With the Ravitch Commission’s report due to be released on Friday, now is the time to be examining all the options including this one and other good ideas like reinstituting the commuter tax…In these tough financial times, I believe that it makes sense that those who choose to drive should help bear the costs of maintaining our public transportation infrastructure. These two new recurring revenue streams would constitute a good start in getting the MTA’s finances back on track.
But then, in a letter to the Governor (link goes to PDF), he explicitly spoke out against the tolls:
Early indications suggest that the Ravitch Commission will announce Friday that tolls on the East River bridges are the centerpiece of their recommendations. This is a proposal that has been recycled time and again in each and every fiscal crisis but has always failed to gain the necessary support to be implemented. I don’t know why they think this time will be any different, but I am hopeful that the Governor’s office will look to other ideas like this one and reinstituting the commuter tax as he constructs his Executive budget.
I don’t really see why. As Streetsblog points out, tolls on the bridges are a “proven and equitable course of action.” Instead of front-loading the money in registration and licensing fees, tolls are a daily reminder about the costs of driving, and they generate somewhere between $100-$300 million more than Kellner’s plan would.
Additionally, as frequent commenter Julia pointed out last week, raising fees wouldn’t serve the environmental goal of reducing traffic and raising reliance on environmentally-healthy mass transit options. People will pay up front and just drive. Initially, car ownership levels may drop, but a $50 increase in fees will seem more like a minor annoyance than a big disincentive to automobile use.
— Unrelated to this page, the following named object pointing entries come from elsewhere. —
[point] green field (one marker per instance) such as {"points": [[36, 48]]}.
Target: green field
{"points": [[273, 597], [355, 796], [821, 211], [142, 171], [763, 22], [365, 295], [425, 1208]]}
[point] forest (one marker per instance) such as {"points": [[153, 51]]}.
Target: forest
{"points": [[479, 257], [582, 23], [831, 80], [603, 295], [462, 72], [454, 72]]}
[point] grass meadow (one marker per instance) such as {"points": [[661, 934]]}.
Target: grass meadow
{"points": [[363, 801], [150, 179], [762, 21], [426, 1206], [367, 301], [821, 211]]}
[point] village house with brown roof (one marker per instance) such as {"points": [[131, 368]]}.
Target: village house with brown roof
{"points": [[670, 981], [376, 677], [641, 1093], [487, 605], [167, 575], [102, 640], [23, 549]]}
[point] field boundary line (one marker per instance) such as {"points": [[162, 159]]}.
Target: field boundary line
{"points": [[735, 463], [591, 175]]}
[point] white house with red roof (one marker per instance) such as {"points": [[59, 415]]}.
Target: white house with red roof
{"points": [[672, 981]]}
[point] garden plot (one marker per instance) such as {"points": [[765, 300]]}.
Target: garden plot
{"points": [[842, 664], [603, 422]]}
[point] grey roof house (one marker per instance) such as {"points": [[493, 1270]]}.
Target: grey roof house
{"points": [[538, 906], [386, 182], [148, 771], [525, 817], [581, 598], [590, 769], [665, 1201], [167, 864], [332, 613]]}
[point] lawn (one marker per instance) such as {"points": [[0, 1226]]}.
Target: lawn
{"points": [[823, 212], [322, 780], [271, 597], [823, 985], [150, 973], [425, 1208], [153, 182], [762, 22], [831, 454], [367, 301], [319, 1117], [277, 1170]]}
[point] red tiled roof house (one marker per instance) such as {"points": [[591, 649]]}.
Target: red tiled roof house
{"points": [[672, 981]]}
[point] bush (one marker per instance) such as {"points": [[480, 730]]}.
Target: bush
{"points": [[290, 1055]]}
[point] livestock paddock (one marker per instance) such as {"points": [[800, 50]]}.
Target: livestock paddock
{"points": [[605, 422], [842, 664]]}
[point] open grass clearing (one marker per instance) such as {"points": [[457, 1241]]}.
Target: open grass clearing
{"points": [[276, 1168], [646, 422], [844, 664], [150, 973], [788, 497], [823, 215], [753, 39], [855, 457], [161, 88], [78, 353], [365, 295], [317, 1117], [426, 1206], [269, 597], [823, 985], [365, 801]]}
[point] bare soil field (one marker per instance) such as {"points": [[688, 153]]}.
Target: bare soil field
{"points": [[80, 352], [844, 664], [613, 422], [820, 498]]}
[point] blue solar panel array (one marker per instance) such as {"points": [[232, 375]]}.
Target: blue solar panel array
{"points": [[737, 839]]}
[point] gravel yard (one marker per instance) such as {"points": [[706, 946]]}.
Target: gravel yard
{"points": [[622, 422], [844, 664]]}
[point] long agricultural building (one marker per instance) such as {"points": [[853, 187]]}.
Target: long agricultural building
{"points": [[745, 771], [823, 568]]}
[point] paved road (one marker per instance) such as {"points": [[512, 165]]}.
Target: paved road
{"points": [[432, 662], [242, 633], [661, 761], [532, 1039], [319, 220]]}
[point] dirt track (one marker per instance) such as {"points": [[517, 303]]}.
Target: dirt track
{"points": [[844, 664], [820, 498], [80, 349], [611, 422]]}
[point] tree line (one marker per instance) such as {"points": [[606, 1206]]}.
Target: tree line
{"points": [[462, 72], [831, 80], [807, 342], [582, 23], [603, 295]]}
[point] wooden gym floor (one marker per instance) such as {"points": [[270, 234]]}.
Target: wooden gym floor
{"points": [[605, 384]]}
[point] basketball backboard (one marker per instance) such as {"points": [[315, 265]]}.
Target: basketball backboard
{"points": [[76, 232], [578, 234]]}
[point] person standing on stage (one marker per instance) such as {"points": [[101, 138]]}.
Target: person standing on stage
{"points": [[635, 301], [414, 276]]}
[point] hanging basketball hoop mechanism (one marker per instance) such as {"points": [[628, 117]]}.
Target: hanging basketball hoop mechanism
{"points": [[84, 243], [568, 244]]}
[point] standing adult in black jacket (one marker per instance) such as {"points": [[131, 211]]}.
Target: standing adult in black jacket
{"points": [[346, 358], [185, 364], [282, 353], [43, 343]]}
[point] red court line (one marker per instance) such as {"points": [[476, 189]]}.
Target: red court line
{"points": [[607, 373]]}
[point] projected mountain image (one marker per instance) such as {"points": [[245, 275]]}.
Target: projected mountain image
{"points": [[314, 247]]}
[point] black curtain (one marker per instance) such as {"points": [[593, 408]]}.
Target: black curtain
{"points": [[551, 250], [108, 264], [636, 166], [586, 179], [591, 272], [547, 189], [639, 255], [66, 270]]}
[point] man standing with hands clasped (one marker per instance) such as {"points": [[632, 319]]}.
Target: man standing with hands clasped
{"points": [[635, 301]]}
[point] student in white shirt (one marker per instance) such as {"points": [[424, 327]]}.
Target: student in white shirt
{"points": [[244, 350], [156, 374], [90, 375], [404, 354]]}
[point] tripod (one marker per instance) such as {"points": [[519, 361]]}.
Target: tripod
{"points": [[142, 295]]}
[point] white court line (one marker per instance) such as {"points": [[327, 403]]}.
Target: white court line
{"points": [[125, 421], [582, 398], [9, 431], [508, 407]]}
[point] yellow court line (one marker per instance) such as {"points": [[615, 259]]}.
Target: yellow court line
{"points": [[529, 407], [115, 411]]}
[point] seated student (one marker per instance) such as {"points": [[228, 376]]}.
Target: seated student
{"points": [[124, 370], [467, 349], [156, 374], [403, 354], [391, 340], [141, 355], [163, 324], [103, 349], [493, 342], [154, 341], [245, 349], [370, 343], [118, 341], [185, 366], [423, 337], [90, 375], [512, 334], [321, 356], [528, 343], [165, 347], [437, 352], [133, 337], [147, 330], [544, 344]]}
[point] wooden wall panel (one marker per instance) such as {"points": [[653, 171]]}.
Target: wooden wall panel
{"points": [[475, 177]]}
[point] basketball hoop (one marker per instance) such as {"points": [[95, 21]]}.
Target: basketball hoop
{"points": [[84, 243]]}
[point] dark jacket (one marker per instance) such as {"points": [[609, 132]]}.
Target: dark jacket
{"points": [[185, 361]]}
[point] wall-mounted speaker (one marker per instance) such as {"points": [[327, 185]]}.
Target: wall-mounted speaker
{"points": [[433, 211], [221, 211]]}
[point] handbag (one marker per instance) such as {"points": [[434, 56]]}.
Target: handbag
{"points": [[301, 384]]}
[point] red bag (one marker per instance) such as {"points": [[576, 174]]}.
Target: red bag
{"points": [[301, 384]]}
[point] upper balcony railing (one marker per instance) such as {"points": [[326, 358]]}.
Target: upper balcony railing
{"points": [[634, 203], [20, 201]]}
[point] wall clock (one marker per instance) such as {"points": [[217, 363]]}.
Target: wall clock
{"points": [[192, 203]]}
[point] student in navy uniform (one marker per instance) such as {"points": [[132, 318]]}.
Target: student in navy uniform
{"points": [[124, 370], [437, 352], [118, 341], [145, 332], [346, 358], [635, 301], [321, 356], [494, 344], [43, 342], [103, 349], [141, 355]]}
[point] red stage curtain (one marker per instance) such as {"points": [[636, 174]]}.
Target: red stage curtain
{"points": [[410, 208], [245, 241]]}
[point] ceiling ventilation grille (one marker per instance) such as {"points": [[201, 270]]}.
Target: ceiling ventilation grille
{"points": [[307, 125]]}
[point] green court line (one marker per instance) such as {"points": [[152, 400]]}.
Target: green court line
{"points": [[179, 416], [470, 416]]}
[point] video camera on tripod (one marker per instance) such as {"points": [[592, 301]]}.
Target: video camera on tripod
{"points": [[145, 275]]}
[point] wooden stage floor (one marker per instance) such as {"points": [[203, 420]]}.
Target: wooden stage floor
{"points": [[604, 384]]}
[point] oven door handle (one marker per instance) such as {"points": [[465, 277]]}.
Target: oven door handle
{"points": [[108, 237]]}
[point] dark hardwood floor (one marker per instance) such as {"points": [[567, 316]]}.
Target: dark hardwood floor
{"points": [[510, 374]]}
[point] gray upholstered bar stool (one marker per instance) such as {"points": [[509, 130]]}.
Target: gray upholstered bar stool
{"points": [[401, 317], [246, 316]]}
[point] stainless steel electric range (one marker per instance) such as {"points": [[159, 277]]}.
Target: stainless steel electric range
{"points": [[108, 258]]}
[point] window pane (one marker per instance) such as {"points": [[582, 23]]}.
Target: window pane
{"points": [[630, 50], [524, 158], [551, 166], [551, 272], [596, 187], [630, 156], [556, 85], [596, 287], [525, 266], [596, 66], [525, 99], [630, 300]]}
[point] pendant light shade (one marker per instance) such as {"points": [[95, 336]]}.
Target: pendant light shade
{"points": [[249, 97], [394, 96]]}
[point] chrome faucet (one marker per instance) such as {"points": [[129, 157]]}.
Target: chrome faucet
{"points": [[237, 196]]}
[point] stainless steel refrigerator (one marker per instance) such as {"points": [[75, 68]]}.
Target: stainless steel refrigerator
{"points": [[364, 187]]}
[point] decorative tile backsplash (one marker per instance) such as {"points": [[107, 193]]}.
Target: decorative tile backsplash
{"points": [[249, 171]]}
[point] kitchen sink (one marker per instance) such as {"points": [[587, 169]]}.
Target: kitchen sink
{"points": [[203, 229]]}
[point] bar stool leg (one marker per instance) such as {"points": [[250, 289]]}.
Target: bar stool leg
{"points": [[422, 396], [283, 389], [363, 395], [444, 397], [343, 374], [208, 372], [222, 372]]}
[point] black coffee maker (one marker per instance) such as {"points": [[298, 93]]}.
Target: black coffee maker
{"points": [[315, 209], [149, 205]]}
In the end, the MTA is going to need some far-sighted politicians and business leaders to step and shepherd a toll-and-tax plan through the state and city’s legislative bodies. Earlier indications are that the Governor, Mayor and MTA heads may be taking the charge. But can they overcome assembly representatives who aren’t receptive to a plan before it is even published? The fate of transit in this city may depend on it.